Sunday, September 1, 2013

Uber Drivers Sue Over Company's Tipping Policy

This year, car-service firm Uber has become a darling of the tech/services crowd. The San Francisco-based enterprise, which recently received a $200-plus-million cash infusion from Google, features a unique selling proposition is its use of an application to arrange rides. Well, that sounds fine until one looks under the hood at who receives what cut of the passenger payment pie.

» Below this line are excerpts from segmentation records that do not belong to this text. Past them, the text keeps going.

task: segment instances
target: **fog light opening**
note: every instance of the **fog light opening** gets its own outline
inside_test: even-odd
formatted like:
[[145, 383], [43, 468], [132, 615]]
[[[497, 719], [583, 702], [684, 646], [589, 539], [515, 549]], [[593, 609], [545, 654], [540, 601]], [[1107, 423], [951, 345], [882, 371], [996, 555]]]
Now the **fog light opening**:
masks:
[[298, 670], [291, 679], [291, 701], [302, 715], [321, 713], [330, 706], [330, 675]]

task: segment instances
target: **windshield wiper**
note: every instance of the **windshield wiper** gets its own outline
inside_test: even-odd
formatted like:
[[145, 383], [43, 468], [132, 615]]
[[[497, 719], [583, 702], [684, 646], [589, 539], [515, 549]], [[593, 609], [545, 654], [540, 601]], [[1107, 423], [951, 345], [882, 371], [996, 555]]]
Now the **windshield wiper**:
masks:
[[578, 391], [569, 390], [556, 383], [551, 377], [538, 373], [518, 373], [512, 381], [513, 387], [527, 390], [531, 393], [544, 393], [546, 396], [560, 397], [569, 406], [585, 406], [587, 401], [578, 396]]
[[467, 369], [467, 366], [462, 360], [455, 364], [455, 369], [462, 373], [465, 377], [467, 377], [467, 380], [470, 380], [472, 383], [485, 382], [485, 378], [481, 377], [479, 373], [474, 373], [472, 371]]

A lawsuit was recently filed alleging Uber is not paying tips that drivers believe they have earned. The story, initially reported by Bloomberg reporter Joshua Brustein, appeared in yesterday's sfgate.com. The plaintiffs assert that passengers in Uber's taxi service are charged a twenty percent tip. Somehow, according to the litigation, Uber drivers don't ever get the money; Uber pockets it. (The firm faces similar litigation in two other cities.)

Uber has dismissed the lawsuit as "frivolous." What's more interesting is Uber's use of the Amazon defense, i.e., their business is consumer friendly and bad guys are trying to "stifle innovation." Meanwhile, unregulated Uber is muscling into turf that is highly regulated and occupied by connected, entrenched interests. At the same time, Uber keeps the unregulated tips, thus improving margins as Amazon did by not charging state sales tax on transactions.

What's "frivolous" is Uber's claim that consumer friendliness is its business raison d'etre. Uber's assumption that "disruption" is an unqualified benefit is a spurious one. It's fine to compete: it's bullshit to drape ruthless competition in the falsely virtuous cloak of technological progress.